In the middle of a large number of anti-trans laws proposed earlier this year, Spencer Cox, the Republican governor of Utah, made a passionate petition to his state legislature while trying to veto a bill that would prevent young trans compete in women’s sports. “I want them to live,” he wrote about trans athletes in his state, referring to the astronomical rates of suicide attempts among the trans community. Several surveys have estimated that about 40 percent of trans people may attempt suicide throughout their lives; among the general public, this figure stands at about 5 percent.
But despite the governor’s veto attempt, the Utah bill was passed, as have some people across the country banning gender-based health care for children and teens. Many other such invoices are currently in process. These treatments, mainly drugs that delay the onset of puberty and hormonal treatments such as testosterone and estrogen, help trans people achieve the body and appearance they feel is right. Experts fear the bans will have catastrophic effects. “Young people will die,” says Dallas Ducar, CEO of Transhealth Northampton, a medical center in western Massachusetts that offers gender-based health care services.

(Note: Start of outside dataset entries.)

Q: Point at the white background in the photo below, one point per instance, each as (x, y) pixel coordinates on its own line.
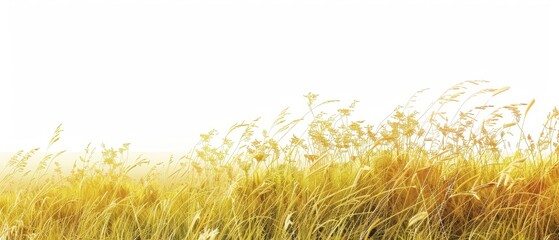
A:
(158, 73)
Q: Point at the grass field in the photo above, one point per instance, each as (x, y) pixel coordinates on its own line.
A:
(461, 169)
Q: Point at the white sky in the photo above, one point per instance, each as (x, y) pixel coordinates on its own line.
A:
(158, 73)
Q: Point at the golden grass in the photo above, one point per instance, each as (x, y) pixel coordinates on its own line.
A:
(459, 170)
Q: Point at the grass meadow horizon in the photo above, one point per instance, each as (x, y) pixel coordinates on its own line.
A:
(463, 167)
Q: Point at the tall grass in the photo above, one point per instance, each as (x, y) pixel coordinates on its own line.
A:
(460, 169)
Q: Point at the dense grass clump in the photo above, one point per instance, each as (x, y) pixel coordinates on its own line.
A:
(458, 170)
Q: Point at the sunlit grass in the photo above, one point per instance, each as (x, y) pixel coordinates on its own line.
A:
(461, 169)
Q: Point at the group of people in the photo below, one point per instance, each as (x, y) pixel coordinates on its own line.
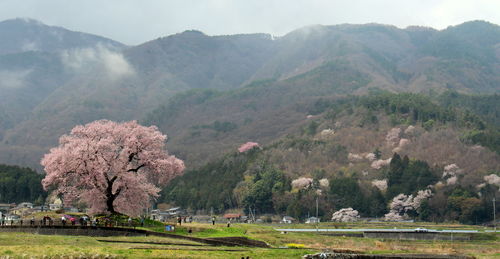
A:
(187, 219)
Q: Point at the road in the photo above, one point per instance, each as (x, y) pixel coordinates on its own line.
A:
(343, 230)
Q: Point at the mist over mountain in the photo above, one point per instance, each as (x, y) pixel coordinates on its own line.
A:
(24, 34)
(52, 79)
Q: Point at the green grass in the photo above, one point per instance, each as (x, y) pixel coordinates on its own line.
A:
(290, 245)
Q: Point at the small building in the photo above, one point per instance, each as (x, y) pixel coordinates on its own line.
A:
(71, 209)
(287, 220)
(55, 206)
(159, 215)
(25, 205)
(312, 220)
(40, 208)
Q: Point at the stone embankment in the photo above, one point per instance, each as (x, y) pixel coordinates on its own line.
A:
(122, 231)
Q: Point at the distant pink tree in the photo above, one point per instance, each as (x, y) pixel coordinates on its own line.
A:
(111, 167)
(247, 146)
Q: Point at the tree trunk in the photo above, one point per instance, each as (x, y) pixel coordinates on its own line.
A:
(110, 198)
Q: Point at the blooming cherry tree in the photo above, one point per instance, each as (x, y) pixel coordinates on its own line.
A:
(247, 146)
(302, 183)
(111, 167)
(345, 215)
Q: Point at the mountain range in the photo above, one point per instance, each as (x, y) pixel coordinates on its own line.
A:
(212, 93)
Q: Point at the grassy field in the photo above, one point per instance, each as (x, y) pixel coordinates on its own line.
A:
(290, 245)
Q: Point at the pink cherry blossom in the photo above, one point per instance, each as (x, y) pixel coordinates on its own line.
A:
(247, 146)
(110, 166)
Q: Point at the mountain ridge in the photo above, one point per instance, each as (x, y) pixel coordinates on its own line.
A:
(79, 85)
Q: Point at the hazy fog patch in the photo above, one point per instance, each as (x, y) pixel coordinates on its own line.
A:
(30, 46)
(13, 78)
(99, 58)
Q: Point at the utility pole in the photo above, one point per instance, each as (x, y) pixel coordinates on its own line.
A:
(494, 215)
(317, 207)
(317, 219)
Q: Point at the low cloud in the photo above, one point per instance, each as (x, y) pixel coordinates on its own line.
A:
(30, 46)
(13, 79)
(87, 60)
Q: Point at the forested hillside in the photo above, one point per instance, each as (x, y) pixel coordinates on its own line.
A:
(365, 152)
(19, 184)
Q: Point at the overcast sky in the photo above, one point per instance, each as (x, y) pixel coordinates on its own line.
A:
(136, 21)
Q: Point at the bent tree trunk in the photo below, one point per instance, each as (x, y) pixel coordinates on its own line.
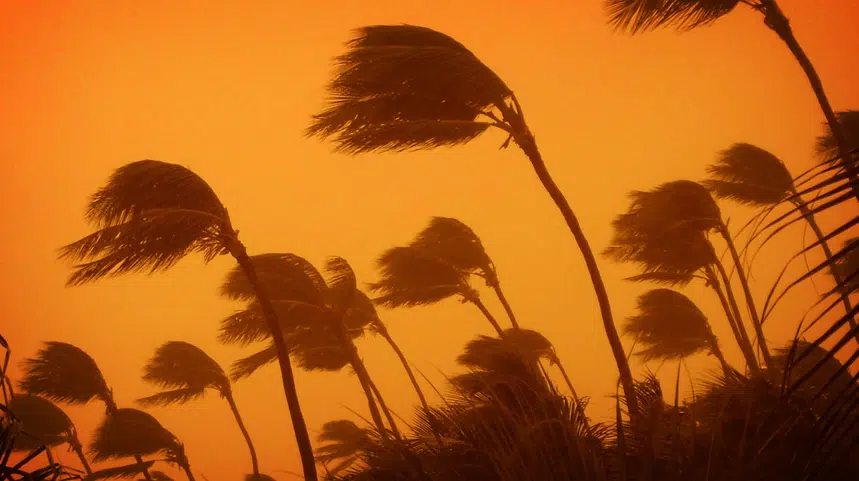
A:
(299, 426)
(245, 433)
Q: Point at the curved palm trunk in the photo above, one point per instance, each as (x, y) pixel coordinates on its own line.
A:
(235, 409)
(778, 22)
(839, 280)
(299, 426)
(750, 301)
(525, 139)
(737, 328)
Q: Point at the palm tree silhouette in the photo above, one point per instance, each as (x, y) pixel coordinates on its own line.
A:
(637, 16)
(321, 319)
(45, 423)
(131, 432)
(186, 372)
(150, 215)
(64, 373)
(404, 87)
(664, 231)
(755, 177)
(670, 326)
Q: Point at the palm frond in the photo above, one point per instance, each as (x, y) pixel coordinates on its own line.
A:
(749, 175)
(403, 87)
(413, 278)
(130, 432)
(62, 372)
(148, 216)
(183, 366)
(635, 16)
(43, 421)
(668, 325)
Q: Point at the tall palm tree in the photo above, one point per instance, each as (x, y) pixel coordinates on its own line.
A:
(637, 16)
(755, 177)
(150, 215)
(131, 432)
(47, 424)
(404, 87)
(674, 251)
(669, 325)
(186, 372)
(65, 373)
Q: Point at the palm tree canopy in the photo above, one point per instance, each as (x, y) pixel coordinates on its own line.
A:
(186, 371)
(412, 277)
(65, 373)
(131, 432)
(637, 16)
(404, 87)
(826, 147)
(43, 422)
(148, 216)
(668, 325)
(749, 175)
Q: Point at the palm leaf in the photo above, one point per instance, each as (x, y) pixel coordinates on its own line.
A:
(62, 372)
(403, 87)
(148, 216)
(130, 432)
(637, 16)
(749, 175)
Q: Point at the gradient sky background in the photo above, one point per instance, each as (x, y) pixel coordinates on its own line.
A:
(226, 88)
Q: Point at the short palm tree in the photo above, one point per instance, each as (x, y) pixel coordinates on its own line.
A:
(150, 215)
(131, 432)
(45, 423)
(404, 87)
(640, 15)
(757, 178)
(65, 373)
(665, 232)
(185, 372)
(668, 326)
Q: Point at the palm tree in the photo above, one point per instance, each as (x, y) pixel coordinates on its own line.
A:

Because these treatments for teens are relatively new and access to them is limited, the set of studies on their effects on mental health is small and recent. But WIRED spoke to half a dozen academics who have published transition and suicide studies in peer-reviewed journals, and they all agree: gender-based medical care seems to reduce that risk among trans young people. There is no single study that proves it once and for all, no argument that can end all arguments. Researchers say they cannot ethically conduct the type of randomized controlled trial that is the gold standard for most medical research: this would involve giving a placebo to a person in a potentially dangerous situation. Yet, as a whole, these studies tell a coherent story, solid enough to convince its authors of the vital importance of these medical treatments. “All the data we have right now suggests that they decrease suicide,” says Jack Turban, an incoming assistant professor of child and adolescent psychiatry at the University of California, San Francisco.
Research in this area can be complicated because it deals with a small number: trans people are a minority of the population, and those who receive gender affirmation treatment as minors are an even smaller subset. Some of these minors may receive puberty blockers, others only receive hormones and some receive both. Gathering enough participants to achieve statistically significant results requires a lot of time and money.
Studies limited to people who have attempted suicide would be even smaller. Thus, researchers often focus on suicide, a term that encompasses a wide range of behaviors, including thinking about ending life. Critics have argued that this research shows no evidence of a crisis; after all, thoughts are not actions. But the ideation is a strong predictor of suicide attempt and a “marker of very serious psychological distress,” Turban says. And because it’s more common, it’s easier to study.
To do this, researchers have two main tools at their disposal. The first is the longitudinal study, which tracks individuals over a period of time to evaluate the effectiveness of a medical intervention. In the context of trans health care, these studies usually begin in the clinic: patients who want to perform a specific intervention will be recruited for the study and then researchers will follow them throughout their treatment.